Маленькие рассказы (сборник) | страница 8
C. Апта
10. ДОН КИХОТ
19 октября 1917: Не воображение несчастье Дона Кихота, а Санчо Панса.
20 октября 1917: Санчо Пансе, человеку в прочем ничем себя не проявившему, удалось в течение многих лет, по вечерам и ночам, при помощи большого количества рыцарских и разбойничих романов настолько отвлечь от собственной персоны своего дьявола, которому он позже дал имя Дон Кихот, что тот насовершал сумасшедших деяний без всякого удержу, однако же последние, будучи лишены предопределённого объекта, которым как раз Санчо Панса и должен был быть, не принесли никому вреда. Санчо Панса же, свободный человек, в полном душевном равновесии сопутствовал, возможно, из определённого чувства ответственности, Дону Кихоту во всех его походах и, таким образом, имел хорошее и полезное развлечение до самой смерти.
22 октября, 5 часов утра: Один из наиважнейших подвигов Дона Кихота, ещё более настойчивый, чем сражение с ветряной мельницей, – это самоубийство. Мёртвый Дон Кихот хочет убить мёртвого Дона Кихота; но для этого ему нужен хоть один живой кусочек, который он и выискивает мечом – настолько же непрерывно, насколько и безнадёжно. В этом занятии кувыркаются оба мертвеца неразрывным клубком через все века.
Перевод А. Глазовой
11. МОЛЧАНИЕ СИРЕН
Доказательство того, что и недостаточные, даже ребяческие средства могут послужить для спасения.
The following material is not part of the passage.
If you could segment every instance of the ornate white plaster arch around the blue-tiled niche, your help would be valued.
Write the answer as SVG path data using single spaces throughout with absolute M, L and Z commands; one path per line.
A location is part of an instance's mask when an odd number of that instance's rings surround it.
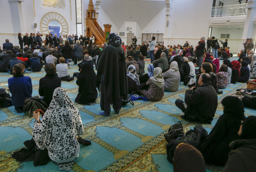
M 42 34 L 49 34 L 49 22 L 56 20 L 61 25 L 61 35 L 69 33 L 69 25 L 67 20 L 58 12 L 47 12 L 40 20 L 40 30 Z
Чтобы уберечься от сирен, Одиссей заткнул себе воском уши и велел приковать себя к мачте. Подобным образом могли, конечно, испокон веков поступать все путешественники, кроме тех, кого сирены заманивали уже издалека, но во всем мире было известно, что это нисколько не помогает. Пение сирен пронизывало все, и страсть соблазненных смахнула бы и не такие помехи, как цепи и мачта. Но об этом Одиссей не думал, хотя он, может быть, и слышал об этом, Он целиком положился на горсть воска и оковы и, невинно радуясь своему ухищрению, плыл сиренам навстречу.
Но у сирен есть оружие более страшное, чем пение, а именно – молчание. Хотя этого не случалось, но можно представить себе, что от их пения кто-то и спасся, но уж от их молчания наверняка не спасся никто. Чувству, что ты победил их собственными силами, и, как следствие этого, безудержной заносчивости не может сопротивляться ничто на земле.
И действительно, когда Одиссей приближался, эти могучие певицы не пели, то ли они полагали, что такого противника можно одолеть только молчанием, то ли выражение блаженства на лице Одиссея, который ни о чем другом, кроме цепей и воска, не думал, заставило их забыть о всяком пении.